From: Andrea Arcangeli <aarcange@redhat.com>
To: KAMEZAWA Hiroyuki <kamezawa.hiroyu@jp.fujitsu.com>
Cc: linux-mm@kvack.org, Marcelo Tosatti <mtosatti@redhat.com>,
Adam Litke <agl@us.ibm.com>, Avi Kivity <avi@redhat.com>,
Izik Eidus <ieidus@redhat.com>,
Hugh Dickins <hugh.dickins@tiscali.co.uk>,
Nick Piggin <npiggin@suse.de>, Rik van Riel <riel@redhat.com>,
Mel Gorman <mel@csn.ul.ie>, Andi Kleen <andi@firstfloor.org>,
Dave Hansen <dave@linux.vnet.ibm.com>,
Benjamin Herrenschmidt <benh@kernel.crashing.org>,
Ingo Molnar <mingo@elte.hu>, Mike Travis <travis@sgi.com>,
Christoph Lameter <cl@linux-foundation.org>,
Chris Wright <chrisw@sous-sol.org>,
Andrew Morton <akpm@linux-foundation.org>
Subject: Re: [PATCH 27 of 28] memcg compound
Date: Fri, 18 Dec 2009 17:02:17 +0100 [thread overview]
Message-ID: <20091218160217.GO29790@random.random> (raw)
In-Reply-To: <20091218102701.7fa7124d.kamezawa.hiroyu@jp.fujitsu.com>
On Fri, Dec 18, 2009 at 10:27:01AM +0900, KAMEZAWA Hiroyuki wrote:
> > diff --git a/mm/memcontrol.c b/mm/memcontrol.c
> > --- a/mm/memcontrol.c
> > +++ b/mm/memcontrol.c
> > @@ -1288,15 +1288,20 @@ static atomic_t memcg_drain_count;
> > * cgroup which is not current target, returns false. This stock will be
> > * refilled.
> > */
> > -static bool consume_stock(struct mem_cgroup *mem)
> > +static bool consume_stock(struct mem_cgroup *mem, int *page_size)
> > {
> > struct memcg_stock_pcp *stock;
> > bool ret = true;
> >
> > stock = &get_cpu_var(memcg_stock);
> > - if (mem == stock->cached && stock->charge)
> > - stock->charge -= PAGE_SIZE;
> > - else /* need to call res_counter_charge */
> > + if (mem == stock->cached && stock->charge) {
> > + if (*page_size > stock->charge) {
> > + *page_size -= stock->charge;
> > + stock->charge = 0;
> > + ret = false;
> > + } else
> > + stock->charge -= *page_size;
> > + } else /* need to call res_counter_charge */
> > ret = false;
>
> I feel we should we skip this per-cpu caching method because counter overflow
> rate is the key for this workaround.
> Then,
> if (size == PAGESIZE)
> consume_stock()
> seems better to me.
Ok, I did it the way I did it, to be sure to never underestimate the
still available reserved space.

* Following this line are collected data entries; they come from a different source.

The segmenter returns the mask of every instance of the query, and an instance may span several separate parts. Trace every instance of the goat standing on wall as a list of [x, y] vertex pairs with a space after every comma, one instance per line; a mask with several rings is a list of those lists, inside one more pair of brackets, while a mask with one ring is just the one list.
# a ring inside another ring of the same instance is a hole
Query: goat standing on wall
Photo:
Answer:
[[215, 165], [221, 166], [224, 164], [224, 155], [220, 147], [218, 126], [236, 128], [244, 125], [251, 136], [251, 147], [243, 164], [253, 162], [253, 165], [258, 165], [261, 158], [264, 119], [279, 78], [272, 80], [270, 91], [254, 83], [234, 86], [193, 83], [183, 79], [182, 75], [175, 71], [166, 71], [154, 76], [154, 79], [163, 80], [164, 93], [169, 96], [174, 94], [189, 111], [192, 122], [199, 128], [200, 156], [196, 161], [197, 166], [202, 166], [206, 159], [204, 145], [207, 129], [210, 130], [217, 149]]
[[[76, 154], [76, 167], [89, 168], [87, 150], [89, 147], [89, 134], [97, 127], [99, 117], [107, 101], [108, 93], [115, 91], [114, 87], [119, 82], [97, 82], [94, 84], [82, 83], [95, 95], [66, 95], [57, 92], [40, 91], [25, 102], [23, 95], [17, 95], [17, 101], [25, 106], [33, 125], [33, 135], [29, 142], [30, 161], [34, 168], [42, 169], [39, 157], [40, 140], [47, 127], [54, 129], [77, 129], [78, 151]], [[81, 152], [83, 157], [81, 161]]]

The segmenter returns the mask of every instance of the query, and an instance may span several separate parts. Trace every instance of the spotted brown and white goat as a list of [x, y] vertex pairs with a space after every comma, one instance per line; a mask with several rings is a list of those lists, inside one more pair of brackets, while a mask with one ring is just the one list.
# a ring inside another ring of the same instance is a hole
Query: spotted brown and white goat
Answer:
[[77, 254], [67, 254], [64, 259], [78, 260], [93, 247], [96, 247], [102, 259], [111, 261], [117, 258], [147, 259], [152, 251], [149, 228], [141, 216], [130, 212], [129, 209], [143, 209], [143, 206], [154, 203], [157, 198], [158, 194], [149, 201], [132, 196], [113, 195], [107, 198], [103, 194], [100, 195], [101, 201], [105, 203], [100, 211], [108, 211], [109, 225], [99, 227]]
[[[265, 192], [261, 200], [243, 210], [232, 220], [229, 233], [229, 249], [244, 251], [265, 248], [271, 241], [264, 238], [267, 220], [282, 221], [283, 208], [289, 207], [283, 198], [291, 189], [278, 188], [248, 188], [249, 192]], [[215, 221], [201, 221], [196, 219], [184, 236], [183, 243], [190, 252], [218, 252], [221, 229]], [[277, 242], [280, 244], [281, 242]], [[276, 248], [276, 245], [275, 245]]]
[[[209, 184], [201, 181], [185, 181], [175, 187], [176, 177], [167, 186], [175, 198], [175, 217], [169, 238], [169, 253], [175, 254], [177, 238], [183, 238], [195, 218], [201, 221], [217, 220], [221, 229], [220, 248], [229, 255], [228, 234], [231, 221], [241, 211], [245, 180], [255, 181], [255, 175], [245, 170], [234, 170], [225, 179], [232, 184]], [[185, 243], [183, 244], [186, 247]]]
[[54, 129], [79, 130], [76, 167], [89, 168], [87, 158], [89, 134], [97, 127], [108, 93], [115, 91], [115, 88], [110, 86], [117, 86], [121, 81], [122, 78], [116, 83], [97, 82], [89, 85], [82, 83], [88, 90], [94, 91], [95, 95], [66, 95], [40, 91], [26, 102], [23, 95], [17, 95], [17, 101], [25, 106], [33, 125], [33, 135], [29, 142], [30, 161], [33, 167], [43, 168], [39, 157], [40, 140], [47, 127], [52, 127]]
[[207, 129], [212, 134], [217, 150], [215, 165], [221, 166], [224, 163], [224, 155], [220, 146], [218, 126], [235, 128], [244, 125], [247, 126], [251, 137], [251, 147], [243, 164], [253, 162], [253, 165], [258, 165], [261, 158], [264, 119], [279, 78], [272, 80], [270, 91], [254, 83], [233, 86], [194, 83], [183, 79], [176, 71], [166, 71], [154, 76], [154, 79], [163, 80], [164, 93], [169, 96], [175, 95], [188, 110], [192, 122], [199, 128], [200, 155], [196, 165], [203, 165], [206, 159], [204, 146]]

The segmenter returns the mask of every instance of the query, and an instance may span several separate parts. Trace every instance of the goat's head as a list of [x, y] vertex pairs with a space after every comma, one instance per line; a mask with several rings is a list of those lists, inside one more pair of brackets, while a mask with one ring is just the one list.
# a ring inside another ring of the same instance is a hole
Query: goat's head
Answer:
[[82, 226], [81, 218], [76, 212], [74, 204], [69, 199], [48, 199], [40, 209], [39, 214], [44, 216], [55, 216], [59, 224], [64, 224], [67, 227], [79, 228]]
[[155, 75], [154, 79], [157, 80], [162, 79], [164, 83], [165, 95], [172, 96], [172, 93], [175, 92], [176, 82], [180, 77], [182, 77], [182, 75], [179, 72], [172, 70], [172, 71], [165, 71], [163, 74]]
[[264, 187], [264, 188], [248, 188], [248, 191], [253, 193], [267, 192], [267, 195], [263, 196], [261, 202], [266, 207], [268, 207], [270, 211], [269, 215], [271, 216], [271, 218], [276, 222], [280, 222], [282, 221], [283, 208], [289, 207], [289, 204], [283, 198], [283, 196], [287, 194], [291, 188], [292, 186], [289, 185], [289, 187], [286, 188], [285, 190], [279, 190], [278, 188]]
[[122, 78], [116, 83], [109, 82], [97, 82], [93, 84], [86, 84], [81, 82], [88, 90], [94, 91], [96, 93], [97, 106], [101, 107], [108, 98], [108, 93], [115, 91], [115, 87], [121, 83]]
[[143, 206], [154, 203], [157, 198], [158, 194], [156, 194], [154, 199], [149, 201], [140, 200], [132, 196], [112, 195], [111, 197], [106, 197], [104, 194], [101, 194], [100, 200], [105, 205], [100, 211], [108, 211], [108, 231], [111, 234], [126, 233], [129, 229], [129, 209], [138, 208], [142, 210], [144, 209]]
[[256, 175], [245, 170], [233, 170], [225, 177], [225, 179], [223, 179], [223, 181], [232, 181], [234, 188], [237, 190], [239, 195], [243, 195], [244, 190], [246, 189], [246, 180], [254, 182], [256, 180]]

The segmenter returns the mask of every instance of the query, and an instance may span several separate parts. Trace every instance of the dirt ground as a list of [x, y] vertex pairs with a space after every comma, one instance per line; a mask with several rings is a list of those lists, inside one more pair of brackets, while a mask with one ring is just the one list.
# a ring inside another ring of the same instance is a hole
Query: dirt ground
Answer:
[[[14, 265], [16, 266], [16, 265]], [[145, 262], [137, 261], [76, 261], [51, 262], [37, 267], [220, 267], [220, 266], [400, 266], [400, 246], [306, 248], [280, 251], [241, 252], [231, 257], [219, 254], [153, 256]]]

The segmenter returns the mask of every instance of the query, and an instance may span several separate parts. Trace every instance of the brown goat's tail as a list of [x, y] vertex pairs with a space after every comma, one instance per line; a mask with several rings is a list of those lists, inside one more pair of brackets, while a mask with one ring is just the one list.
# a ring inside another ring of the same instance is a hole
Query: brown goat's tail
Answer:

Wasting 128k per cgroup seems no big
deal to me, so I can skip it. Clearly performace-wise including the
per-cpu reservation was worthless on 2M pages (reservation is 128k...)
it was only to keep accounting as strict as it should be because the
other code there really went all way down to csize = page_size in case
of failure and tried again. But then it didn't send IPI to other cpus
to release those. So basically you should also remove that "retry"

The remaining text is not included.